Un blog qui privilégie l'image sans renoncer à la plume car :

 

LES IMAGES, nous les aimons pour elles-mêmes. Alors que les mots racontent, les images montrent, désignent, parfois exhibent, plus sérieusement révèlent. Il arrive qu'elles ne se fixent que sur la rétine ou ne se déploient que dans l'imaginaire.

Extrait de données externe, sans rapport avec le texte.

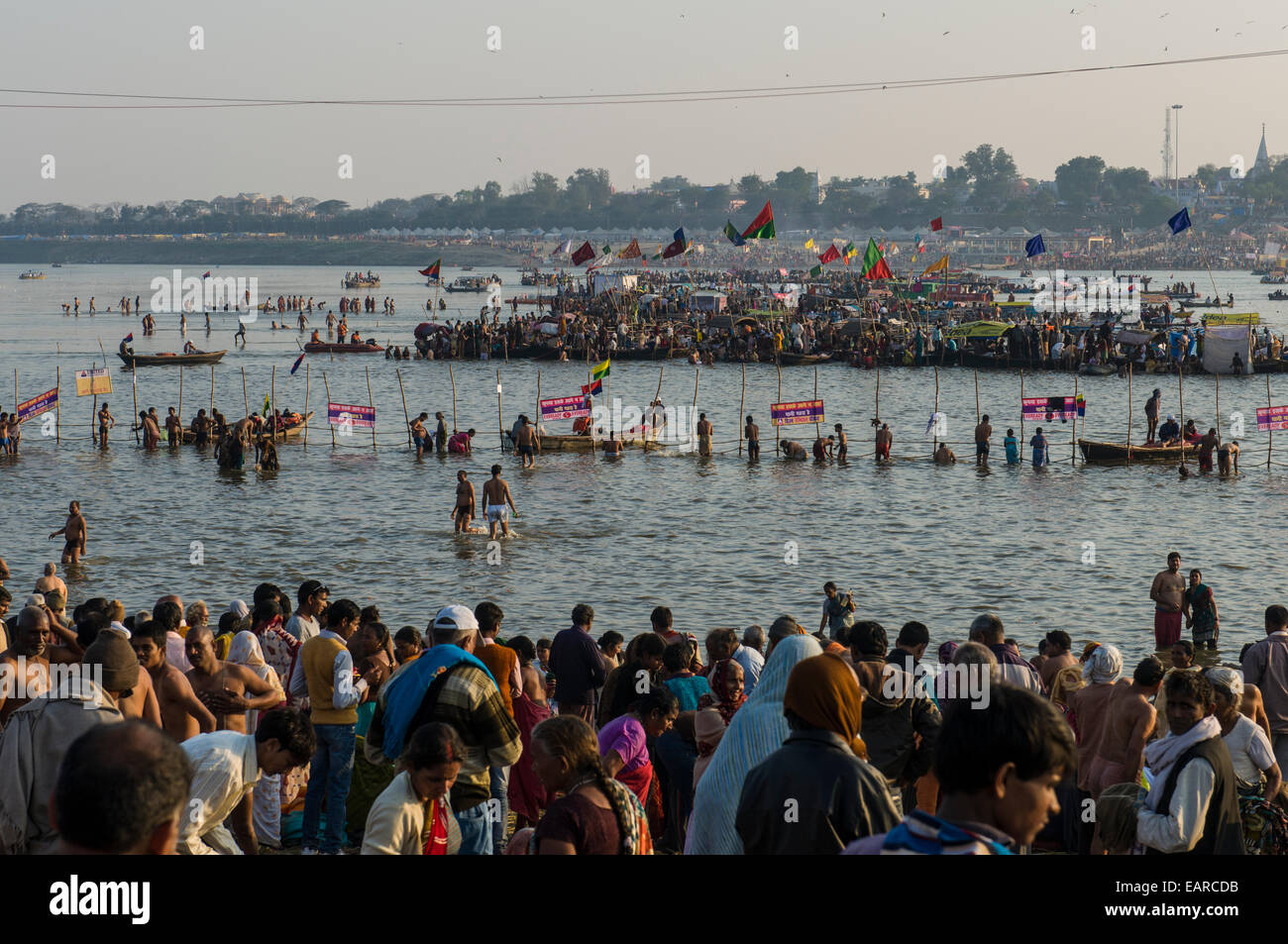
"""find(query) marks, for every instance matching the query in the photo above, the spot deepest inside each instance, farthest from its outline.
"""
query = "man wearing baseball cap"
(450, 684)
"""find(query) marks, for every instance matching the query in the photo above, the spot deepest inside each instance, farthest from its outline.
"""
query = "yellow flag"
(941, 265)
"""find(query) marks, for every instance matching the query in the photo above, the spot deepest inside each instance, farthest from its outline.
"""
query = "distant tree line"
(983, 189)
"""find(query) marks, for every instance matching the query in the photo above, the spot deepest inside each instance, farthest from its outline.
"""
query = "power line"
(171, 102)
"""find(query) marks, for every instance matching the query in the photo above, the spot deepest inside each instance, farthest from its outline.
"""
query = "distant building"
(1262, 163)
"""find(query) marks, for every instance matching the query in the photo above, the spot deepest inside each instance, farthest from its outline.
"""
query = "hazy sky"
(402, 50)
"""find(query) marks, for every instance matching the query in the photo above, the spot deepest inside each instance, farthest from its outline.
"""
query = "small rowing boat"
(1117, 454)
(584, 443)
(329, 348)
(201, 357)
(291, 429)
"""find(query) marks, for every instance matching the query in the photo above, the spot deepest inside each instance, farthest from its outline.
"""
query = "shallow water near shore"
(717, 540)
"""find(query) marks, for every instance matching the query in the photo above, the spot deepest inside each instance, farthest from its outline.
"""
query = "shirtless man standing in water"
(227, 689)
(463, 510)
(496, 493)
(73, 533)
(1127, 725)
(181, 712)
(1168, 594)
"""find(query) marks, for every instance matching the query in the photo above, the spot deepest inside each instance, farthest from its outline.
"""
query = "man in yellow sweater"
(325, 673)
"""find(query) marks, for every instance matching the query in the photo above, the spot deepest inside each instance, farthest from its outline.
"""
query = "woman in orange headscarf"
(819, 775)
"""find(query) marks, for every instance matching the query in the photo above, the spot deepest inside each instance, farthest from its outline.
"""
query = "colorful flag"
(941, 265)
(874, 265)
(677, 246)
(761, 227)
(831, 256)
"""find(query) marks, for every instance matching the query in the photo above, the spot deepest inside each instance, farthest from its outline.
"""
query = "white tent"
(1222, 343)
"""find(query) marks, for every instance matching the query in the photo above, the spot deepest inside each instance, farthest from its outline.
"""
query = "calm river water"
(719, 541)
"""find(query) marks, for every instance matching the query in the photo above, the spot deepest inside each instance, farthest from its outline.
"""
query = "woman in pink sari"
(528, 797)
(623, 746)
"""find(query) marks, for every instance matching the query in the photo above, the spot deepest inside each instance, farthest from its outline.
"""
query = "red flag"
(761, 227)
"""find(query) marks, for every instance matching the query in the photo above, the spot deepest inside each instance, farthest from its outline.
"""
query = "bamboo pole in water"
(935, 419)
(271, 400)
(305, 406)
(1270, 445)
(742, 400)
(777, 428)
(816, 433)
(327, 387)
(500, 420)
(1128, 413)
(694, 411)
(373, 404)
(1073, 442)
(451, 374)
(134, 390)
(406, 416)
(1021, 417)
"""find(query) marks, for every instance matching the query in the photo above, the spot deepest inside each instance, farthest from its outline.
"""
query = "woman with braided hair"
(593, 814)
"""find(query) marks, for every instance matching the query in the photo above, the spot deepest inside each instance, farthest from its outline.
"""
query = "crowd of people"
(303, 721)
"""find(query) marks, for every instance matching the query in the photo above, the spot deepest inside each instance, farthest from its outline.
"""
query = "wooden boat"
(205, 357)
(1116, 454)
(794, 360)
(329, 348)
(583, 443)
(292, 430)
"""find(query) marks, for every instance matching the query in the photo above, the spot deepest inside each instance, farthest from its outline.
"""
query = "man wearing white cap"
(450, 684)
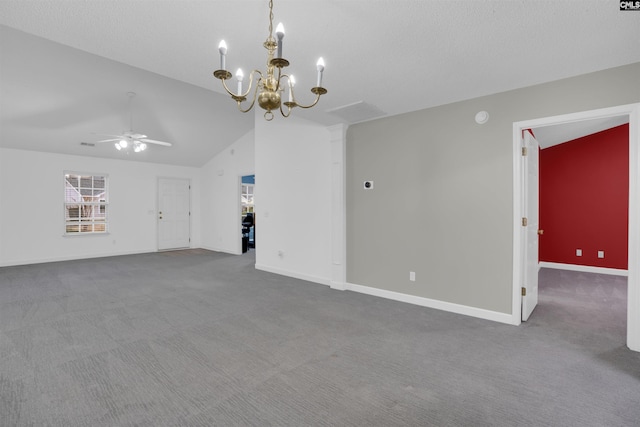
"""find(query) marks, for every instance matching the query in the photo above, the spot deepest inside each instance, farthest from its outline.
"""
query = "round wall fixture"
(482, 117)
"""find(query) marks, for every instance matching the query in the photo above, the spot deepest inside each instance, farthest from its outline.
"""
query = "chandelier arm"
(289, 105)
(311, 105)
(258, 72)
(224, 84)
(253, 101)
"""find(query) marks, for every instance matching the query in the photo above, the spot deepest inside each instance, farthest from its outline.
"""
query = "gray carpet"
(198, 338)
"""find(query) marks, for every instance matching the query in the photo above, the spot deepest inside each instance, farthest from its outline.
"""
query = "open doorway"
(247, 213)
(630, 113)
(583, 209)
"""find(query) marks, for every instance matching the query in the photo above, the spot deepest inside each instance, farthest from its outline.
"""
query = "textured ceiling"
(392, 56)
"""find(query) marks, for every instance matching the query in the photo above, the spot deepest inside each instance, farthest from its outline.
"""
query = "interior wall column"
(338, 207)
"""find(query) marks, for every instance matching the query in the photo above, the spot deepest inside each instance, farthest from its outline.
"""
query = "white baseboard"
(294, 274)
(71, 258)
(225, 251)
(584, 268)
(431, 303)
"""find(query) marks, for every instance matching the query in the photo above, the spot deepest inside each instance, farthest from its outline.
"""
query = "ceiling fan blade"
(152, 141)
(108, 134)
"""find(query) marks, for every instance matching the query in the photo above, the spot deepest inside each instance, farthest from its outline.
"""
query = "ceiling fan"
(130, 140)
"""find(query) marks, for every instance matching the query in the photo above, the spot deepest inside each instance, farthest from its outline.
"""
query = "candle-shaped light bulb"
(320, 67)
(292, 83)
(240, 77)
(280, 36)
(222, 48)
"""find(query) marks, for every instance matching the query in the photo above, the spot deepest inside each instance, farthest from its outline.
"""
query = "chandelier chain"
(269, 87)
(271, 18)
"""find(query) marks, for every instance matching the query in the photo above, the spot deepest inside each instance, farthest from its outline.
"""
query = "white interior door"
(530, 225)
(174, 213)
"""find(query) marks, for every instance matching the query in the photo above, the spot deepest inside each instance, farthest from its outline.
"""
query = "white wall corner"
(338, 207)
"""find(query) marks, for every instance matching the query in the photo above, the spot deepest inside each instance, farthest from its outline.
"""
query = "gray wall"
(442, 199)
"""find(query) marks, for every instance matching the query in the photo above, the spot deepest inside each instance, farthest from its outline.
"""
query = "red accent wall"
(584, 200)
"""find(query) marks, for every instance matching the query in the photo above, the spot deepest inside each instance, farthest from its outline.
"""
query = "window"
(85, 203)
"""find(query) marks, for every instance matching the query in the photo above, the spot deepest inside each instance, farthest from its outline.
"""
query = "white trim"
(221, 250)
(294, 274)
(583, 268)
(633, 273)
(431, 303)
(75, 257)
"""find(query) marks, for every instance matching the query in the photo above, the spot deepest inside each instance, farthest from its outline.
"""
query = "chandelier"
(268, 89)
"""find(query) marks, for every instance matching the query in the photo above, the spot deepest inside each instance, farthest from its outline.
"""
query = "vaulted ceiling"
(68, 64)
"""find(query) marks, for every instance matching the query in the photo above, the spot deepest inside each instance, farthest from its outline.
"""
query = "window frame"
(92, 216)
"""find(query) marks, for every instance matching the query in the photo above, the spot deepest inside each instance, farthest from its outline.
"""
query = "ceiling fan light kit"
(268, 87)
(129, 140)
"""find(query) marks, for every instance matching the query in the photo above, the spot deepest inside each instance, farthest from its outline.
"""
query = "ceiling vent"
(357, 112)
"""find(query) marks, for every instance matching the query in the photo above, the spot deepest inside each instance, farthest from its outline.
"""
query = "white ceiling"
(388, 56)
(548, 136)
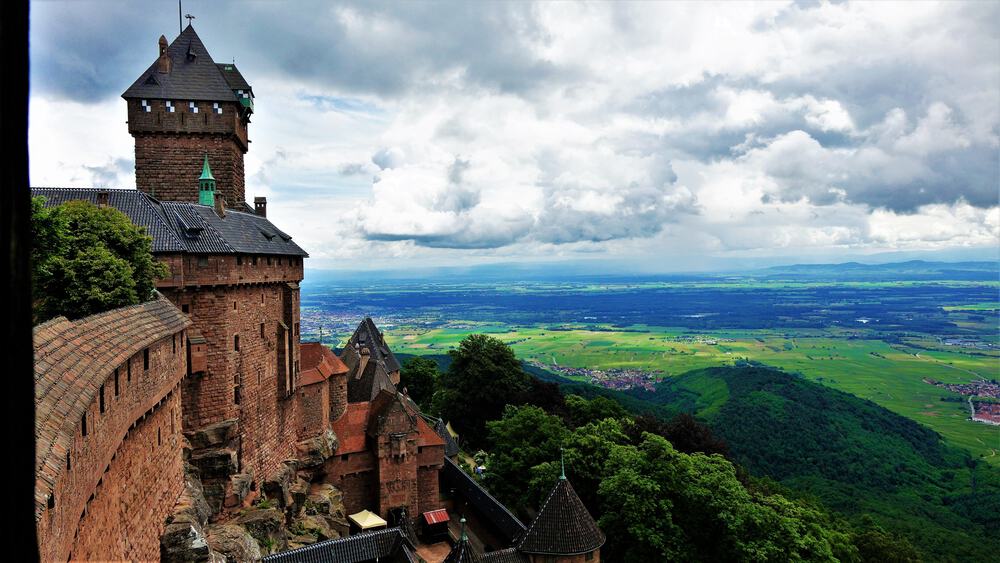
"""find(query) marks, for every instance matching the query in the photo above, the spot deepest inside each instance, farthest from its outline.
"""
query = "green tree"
(524, 438)
(419, 376)
(483, 377)
(88, 259)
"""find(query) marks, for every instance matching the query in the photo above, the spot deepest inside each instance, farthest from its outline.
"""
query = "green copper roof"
(206, 170)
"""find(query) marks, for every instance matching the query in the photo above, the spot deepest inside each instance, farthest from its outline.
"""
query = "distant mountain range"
(917, 270)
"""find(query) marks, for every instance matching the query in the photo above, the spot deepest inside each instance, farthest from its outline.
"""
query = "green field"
(890, 375)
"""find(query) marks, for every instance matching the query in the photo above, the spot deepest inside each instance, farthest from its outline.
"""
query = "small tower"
(563, 530)
(462, 552)
(184, 106)
(206, 185)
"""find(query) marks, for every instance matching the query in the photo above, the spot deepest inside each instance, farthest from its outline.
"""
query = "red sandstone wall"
(267, 420)
(338, 395)
(170, 149)
(314, 404)
(167, 167)
(126, 517)
(105, 465)
(194, 270)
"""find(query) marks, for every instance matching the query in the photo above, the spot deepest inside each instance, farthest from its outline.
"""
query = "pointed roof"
(563, 526)
(462, 551)
(206, 170)
(192, 76)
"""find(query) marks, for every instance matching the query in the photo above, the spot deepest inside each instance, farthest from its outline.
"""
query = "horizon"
(412, 136)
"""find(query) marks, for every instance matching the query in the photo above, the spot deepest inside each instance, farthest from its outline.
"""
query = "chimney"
(220, 205)
(163, 63)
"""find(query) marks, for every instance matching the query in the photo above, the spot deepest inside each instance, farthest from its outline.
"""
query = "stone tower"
(185, 107)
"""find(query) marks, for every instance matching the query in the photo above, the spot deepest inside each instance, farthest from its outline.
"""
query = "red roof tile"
(319, 363)
(72, 360)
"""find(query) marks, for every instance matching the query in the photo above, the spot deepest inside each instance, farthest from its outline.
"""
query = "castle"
(157, 424)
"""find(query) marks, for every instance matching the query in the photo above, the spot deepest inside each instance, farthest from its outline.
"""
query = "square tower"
(183, 107)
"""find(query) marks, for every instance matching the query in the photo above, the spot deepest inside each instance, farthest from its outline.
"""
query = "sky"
(662, 136)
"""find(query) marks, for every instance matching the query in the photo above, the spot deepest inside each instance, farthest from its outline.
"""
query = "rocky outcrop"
(316, 450)
(267, 526)
(214, 435)
(184, 537)
(278, 486)
(233, 542)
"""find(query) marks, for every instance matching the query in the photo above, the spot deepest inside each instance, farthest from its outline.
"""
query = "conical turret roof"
(563, 525)
(462, 551)
(206, 171)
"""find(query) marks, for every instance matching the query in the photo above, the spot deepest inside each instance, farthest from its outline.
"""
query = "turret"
(184, 106)
(206, 185)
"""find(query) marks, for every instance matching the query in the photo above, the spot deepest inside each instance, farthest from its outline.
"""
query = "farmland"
(875, 340)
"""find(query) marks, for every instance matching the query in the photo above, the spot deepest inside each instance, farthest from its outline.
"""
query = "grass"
(891, 375)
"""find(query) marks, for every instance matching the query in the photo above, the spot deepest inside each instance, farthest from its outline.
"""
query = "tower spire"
(206, 185)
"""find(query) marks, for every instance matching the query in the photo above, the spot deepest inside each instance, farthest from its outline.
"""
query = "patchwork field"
(877, 333)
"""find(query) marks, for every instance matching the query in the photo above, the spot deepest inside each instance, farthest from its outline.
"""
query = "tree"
(483, 377)
(419, 375)
(88, 259)
(525, 438)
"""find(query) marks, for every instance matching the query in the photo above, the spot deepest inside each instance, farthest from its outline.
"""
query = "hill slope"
(855, 456)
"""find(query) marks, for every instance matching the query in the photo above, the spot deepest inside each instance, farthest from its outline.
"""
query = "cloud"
(429, 131)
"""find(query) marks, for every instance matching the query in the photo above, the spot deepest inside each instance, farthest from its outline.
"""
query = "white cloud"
(525, 131)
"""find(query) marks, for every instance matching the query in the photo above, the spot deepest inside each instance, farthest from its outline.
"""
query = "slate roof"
(563, 525)
(509, 555)
(462, 552)
(190, 78)
(386, 545)
(350, 429)
(233, 77)
(187, 227)
(318, 363)
(496, 513)
(72, 360)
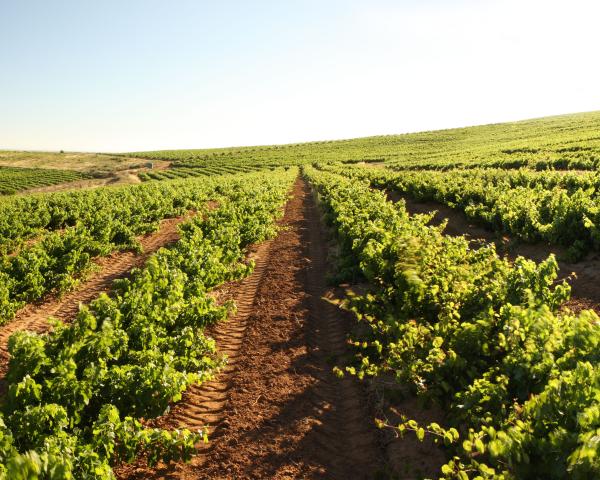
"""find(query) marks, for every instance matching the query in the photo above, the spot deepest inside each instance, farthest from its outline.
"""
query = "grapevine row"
(560, 209)
(75, 393)
(482, 337)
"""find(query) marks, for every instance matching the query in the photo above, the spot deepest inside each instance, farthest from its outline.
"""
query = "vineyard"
(411, 306)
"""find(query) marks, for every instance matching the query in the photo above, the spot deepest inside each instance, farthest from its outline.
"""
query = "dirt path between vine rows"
(35, 316)
(278, 412)
(584, 276)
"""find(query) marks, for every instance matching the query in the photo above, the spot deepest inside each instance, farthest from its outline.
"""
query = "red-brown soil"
(583, 276)
(35, 316)
(278, 412)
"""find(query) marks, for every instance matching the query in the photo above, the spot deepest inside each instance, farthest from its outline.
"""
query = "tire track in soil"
(278, 412)
(583, 276)
(34, 316)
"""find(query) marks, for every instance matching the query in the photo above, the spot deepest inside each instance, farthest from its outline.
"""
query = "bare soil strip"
(584, 276)
(35, 316)
(278, 412)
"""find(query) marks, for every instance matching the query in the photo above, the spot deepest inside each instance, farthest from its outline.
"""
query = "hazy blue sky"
(117, 75)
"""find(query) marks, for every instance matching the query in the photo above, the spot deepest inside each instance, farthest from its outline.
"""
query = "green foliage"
(75, 393)
(482, 337)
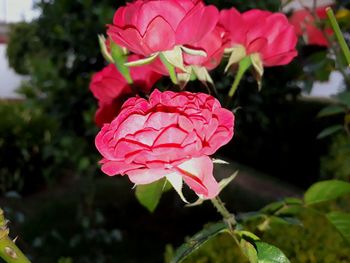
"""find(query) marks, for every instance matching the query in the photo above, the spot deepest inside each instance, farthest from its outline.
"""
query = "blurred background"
(65, 210)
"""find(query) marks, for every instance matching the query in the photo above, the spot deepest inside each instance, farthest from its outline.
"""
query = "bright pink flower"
(305, 25)
(213, 44)
(170, 135)
(268, 34)
(111, 89)
(149, 26)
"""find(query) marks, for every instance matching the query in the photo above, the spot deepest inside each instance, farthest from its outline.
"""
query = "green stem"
(338, 34)
(170, 68)
(228, 217)
(8, 249)
(243, 66)
(10, 252)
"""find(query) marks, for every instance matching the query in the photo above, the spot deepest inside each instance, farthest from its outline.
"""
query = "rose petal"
(198, 175)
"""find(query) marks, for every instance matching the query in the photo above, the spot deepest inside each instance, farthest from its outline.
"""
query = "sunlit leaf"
(249, 251)
(341, 221)
(197, 241)
(270, 254)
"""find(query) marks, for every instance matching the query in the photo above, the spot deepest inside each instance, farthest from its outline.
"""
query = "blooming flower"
(148, 26)
(111, 89)
(305, 25)
(171, 135)
(267, 34)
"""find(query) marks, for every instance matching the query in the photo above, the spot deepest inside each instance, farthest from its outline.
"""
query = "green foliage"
(23, 42)
(326, 191)
(24, 134)
(149, 195)
(221, 249)
(59, 51)
(341, 221)
(301, 244)
(270, 254)
(197, 241)
(336, 163)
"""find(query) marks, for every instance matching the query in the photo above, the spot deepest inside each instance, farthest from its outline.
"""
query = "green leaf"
(237, 54)
(273, 207)
(194, 52)
(141, 62)
(259, 68)
(103, 47)
(197, 241)
(174, 57)
(169, 67)
(344, 98)
(270, 254)
(248, 235)
(325, 191)
(341, 221)
(249, 251)
(226, 181)
(149, 194)
(329, 131)
(203, 75)
(331, 110)
(120, 58)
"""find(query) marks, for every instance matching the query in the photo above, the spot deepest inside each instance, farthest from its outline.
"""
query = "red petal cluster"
(305, 25)
(263, 32)
(111, 89)
(147, 27)
(171, 133)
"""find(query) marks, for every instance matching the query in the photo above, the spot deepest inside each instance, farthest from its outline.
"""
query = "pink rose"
(111, 89)
(268, 34)
(213, 44)
(149, 26)
(305, 25)
(171, 135)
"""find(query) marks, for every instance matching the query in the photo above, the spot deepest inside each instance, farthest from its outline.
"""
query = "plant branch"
(8, 249)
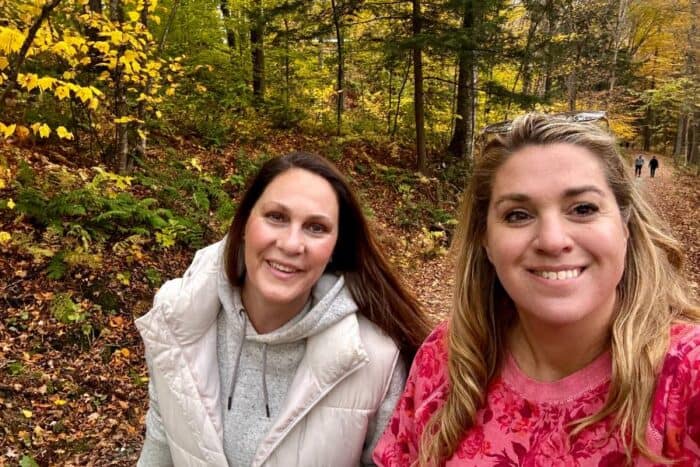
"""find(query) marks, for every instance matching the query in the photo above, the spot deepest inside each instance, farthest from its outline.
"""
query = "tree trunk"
(549, 49)
(230, 34)
(257, 32)
(418, 108)
(678, 147)
(11, 79)
(168, 24)
(120, 157)
(463, 118)
(404, 80)
(340, 92)
(617, 40)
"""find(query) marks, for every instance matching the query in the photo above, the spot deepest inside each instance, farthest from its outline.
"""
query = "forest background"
(128, 129)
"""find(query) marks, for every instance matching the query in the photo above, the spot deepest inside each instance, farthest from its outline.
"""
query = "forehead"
(548, 169)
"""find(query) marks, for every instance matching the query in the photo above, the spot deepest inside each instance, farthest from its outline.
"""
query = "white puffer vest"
(339, 384)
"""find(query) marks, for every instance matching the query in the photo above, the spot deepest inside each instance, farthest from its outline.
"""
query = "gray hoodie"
(256, 370)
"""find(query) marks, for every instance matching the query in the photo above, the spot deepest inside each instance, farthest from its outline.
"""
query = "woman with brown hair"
(285, 344)
(573, 340)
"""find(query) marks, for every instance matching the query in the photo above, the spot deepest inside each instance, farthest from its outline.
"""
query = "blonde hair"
(651, 296)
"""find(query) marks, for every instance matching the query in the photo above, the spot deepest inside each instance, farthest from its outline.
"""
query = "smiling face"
(289, 239)
(555, 235)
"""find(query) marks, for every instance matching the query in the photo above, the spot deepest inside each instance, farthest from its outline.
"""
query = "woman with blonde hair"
(573, 339)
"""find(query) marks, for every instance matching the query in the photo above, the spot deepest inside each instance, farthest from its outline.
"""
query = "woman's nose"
(553, 236)
(291, 241)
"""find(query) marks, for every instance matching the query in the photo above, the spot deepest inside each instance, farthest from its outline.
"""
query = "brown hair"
(651, 296)
(377, 291)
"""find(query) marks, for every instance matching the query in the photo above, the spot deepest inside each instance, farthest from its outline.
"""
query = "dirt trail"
(675, 194)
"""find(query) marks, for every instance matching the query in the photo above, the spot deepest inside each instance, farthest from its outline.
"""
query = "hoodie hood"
(330, 302)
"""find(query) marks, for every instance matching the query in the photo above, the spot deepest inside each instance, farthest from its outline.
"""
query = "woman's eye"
(317, 228)
(585, 209)
(514, 217)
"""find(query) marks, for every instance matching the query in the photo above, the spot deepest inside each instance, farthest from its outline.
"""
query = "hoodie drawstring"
(238, 361)
(267, 405)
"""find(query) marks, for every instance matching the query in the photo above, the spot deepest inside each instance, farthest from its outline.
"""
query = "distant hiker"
(638, 164)
(280, 344)
(653, 165)
(573, 338)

Mais qu'elles viennent d'ici ou d'ailleurs, elles ont l'art de  nous surprendre et de nous dérouter.
La raison en est qu'elles sont tour à tour réelles, virtuelles, en miroir, floues, brouillées, dessinées, gravées, peintes, projetées, fidèles, mensongères, magiciennes.
Comme les mots, elles savent s'effacer, s'estomper, disparaître, ré-apparaître, répliques probables de ce qui est, visions idéales auxquelles nous aspirons.
Erotiques, fantastiques, oniriques, elles n'oublient ni de nous déconcerter, ni de nous subjuguer. Ne sont-elles pas autant de mondes à concevoir, autant de rêves à initier ?

 

"Je crois au pouvoir du rire et des larmes comme contrepoison de la haine et de la terreur. Les bons films constituent un langage international, ils répondent au besoin qu'ont les hommes d'humour, de pitié, de compréhension."


Charlie Chaplin

 

"Innover, c'est aller de l'avant sans abandonner le passé."